Since I've heard not to put too much in to the AVR and invest in speakers, I could go with this AVR

http://www.accessories4less.com/mak...R308-5.1-Channel-Home-Theater-Receiver/1.html

And maybe some Infinity or PSB towers but the question remains about the center as I could not run three towers.


----------



## gdstupak (Jul 13, 2010)

Others may be getting tired of this, but I'm going to keep pushing these JBL L820 speakers, they are a very good size when searching for something between a bookshelf speaker and floorstanding speaker.
They have much better bass extension than the standard bookshelf speaker.

EBay:
http://shop.ebay.com/i.html?_nkw=JBL+l820+&_trksid=p5197.c0.m627


Review:
http://hometheaterreview.com/jbl-studio-l-l820-on-wall-loudspeaker-reviewed/


----------



## gdstupak (Jul 13, 2010)

DaddyDan2Five said:


> I could go with this AVR
> 
> http://www.accessories4less.com/mak...R308-5.1-Channel-Home-Theater-Receiver/1.html


This is the first I'm seeing this receiver so I've not seen any review on it. 
If it stays close to 65W with 5ch driven, I'd say that's a good deal.


----------



## nova (Apr 30, 2006)

Um, not sure which speakers you are referring to when you say "plastic housed"? 

"The EMP ECA-4 speakers are housed in an all aluminum cast enclosure which makes the speakers extremely inert and their non-parallel sidewalls help eliminate internal standing waves". From RBH/EMP literature.

EMPTek is the internet direct division of RBH Sound. I have met Roger, Daren, John, Jared, Shane and most of the other RBH staff. Great bunch of people and excellent speakers. I highly recommend them.

Course I would not hesitate to recommend PSB or SVSound speakers either, if they are in your budget.


----------



## DaddyDan2Five (Nov 11, 2010)

> Um, not sure which speakers you are referring to when you say "plastic housed"?
> 
> "The EMP ECA-4 speakers are housed in an all aluminum cast enclosure which makes the speakers extremely inert and their non-parallel sidewalls help eliminate internal standing waves". From RBH/EMP literature.
> 
> ...


I just looked back at the EMPtek's site and I can't find what you quoted. However I did find that the compact speakers in the kit you listed are in a metal housing. I just assumed they were plastic. I also noticed that they are not EMP ECA-4's they are CS100's by destination audio. Are they they part of RBH/EMP?

I would really like to build up a quality system. $600 is just my initial budget. What would to recommend as a good starting point for $600?
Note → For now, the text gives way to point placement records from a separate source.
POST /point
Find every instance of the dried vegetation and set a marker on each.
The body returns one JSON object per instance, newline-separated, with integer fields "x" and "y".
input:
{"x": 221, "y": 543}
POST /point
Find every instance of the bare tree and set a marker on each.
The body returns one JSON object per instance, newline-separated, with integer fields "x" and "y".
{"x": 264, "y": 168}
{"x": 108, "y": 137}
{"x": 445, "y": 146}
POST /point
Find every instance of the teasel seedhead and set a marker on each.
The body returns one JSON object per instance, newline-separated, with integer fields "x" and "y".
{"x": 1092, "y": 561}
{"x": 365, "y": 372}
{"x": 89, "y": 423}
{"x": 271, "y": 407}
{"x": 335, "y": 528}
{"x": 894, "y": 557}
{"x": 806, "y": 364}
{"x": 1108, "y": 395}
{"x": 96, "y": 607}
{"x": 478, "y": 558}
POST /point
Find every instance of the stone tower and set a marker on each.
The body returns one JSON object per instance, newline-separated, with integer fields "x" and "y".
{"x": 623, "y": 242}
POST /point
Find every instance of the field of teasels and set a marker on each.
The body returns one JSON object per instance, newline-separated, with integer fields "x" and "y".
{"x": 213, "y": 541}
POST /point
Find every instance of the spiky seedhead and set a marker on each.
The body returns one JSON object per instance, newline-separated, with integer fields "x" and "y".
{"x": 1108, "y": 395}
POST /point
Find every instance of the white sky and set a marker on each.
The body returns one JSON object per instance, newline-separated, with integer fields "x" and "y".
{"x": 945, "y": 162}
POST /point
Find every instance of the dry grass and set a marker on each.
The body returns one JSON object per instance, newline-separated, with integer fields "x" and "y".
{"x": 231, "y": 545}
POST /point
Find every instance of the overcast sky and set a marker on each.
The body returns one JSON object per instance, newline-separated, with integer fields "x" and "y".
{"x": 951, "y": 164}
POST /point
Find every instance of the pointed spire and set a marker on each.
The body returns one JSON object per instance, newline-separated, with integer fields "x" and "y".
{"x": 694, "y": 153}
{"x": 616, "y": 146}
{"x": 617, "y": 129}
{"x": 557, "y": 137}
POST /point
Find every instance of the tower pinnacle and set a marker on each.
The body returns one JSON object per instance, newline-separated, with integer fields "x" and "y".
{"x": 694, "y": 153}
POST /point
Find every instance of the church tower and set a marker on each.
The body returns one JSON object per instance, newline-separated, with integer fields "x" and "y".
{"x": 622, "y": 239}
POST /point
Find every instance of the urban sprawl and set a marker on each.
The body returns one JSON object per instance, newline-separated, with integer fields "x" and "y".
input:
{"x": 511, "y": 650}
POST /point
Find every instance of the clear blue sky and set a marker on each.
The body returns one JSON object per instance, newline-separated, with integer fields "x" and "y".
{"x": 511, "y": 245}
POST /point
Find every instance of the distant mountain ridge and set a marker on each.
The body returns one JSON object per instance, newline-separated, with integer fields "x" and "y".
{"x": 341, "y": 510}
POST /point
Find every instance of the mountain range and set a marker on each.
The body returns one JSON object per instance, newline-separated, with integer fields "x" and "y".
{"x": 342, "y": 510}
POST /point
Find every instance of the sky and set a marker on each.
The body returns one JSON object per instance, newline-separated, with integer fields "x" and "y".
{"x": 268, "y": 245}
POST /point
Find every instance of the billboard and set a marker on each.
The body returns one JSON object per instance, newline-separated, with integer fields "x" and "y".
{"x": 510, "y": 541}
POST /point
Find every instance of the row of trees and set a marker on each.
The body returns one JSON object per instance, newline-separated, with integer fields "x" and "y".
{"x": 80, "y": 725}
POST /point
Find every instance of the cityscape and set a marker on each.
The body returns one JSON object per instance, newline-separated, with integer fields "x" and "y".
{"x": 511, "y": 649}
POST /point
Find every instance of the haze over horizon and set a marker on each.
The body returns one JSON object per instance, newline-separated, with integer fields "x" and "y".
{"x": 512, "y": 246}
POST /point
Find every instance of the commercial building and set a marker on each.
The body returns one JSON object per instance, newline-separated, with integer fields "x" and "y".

p.s I don't have a problem buying used. It's just finding a trustworthy place to buy used items from..... like a long time member of this forum who is also paypal verified.


----------



## nova (Apr 30, 2006)

Yes, Destination Audio is also a part of RBH Sound.
A good starting point, as others have said, a good pair of speakers.
Just to throw one idea at you, check out Saturday Audio, they are a fully authorized PSB and Monitor Audio dealer. You can find good deals on "B" stock (like the PSB Image B6 for $399 pr.) and they also sell used.


----------



## DaddyDan2Five (Nov 11, 2010)

I was looking at these BIC towers and center
http://www.parts-express.com/pe/showdetl.cfm?Partnumber=303-420
http://www.parts-express.com/pe/showdetl.cfm?Partnumber=303-412
those are $403 shipped

I was searching reviews when I came across some Polk Audio Monitor50 Series II for $129.99 with $48 off on newegg. I don't see a monitor series center speaker but with that discount 3 of the towers would only be $245 shipped. Would a tower turned on it's side sound right as a center channel? Or the Monitor40 as center.


----------



## DaddyDan2Five (Nov 11, 2010)

I guess Polk is phasing out the Monitor Series and replacing it with the TSi series. Newegg has some great deals on the monitor series. So I think I am giving up on those Dayton's and Onkyo's and going with the Polk's. I'm thinking Monitor 60's or 70's for L and R, a Monitor 40 for center and a Monitor 30 for rears. Bye bye $600 budget lol. :wave:


----------



## gdstupak (Jul 13, 2010)

Someone else might come along and give more/better info.
But usually vertical speakers will not sound correct or similar to others if placed horizontally.

If you found great tower speakers but couldn't use it vertically as a center speaker, then I would use the matching center speaker.


----------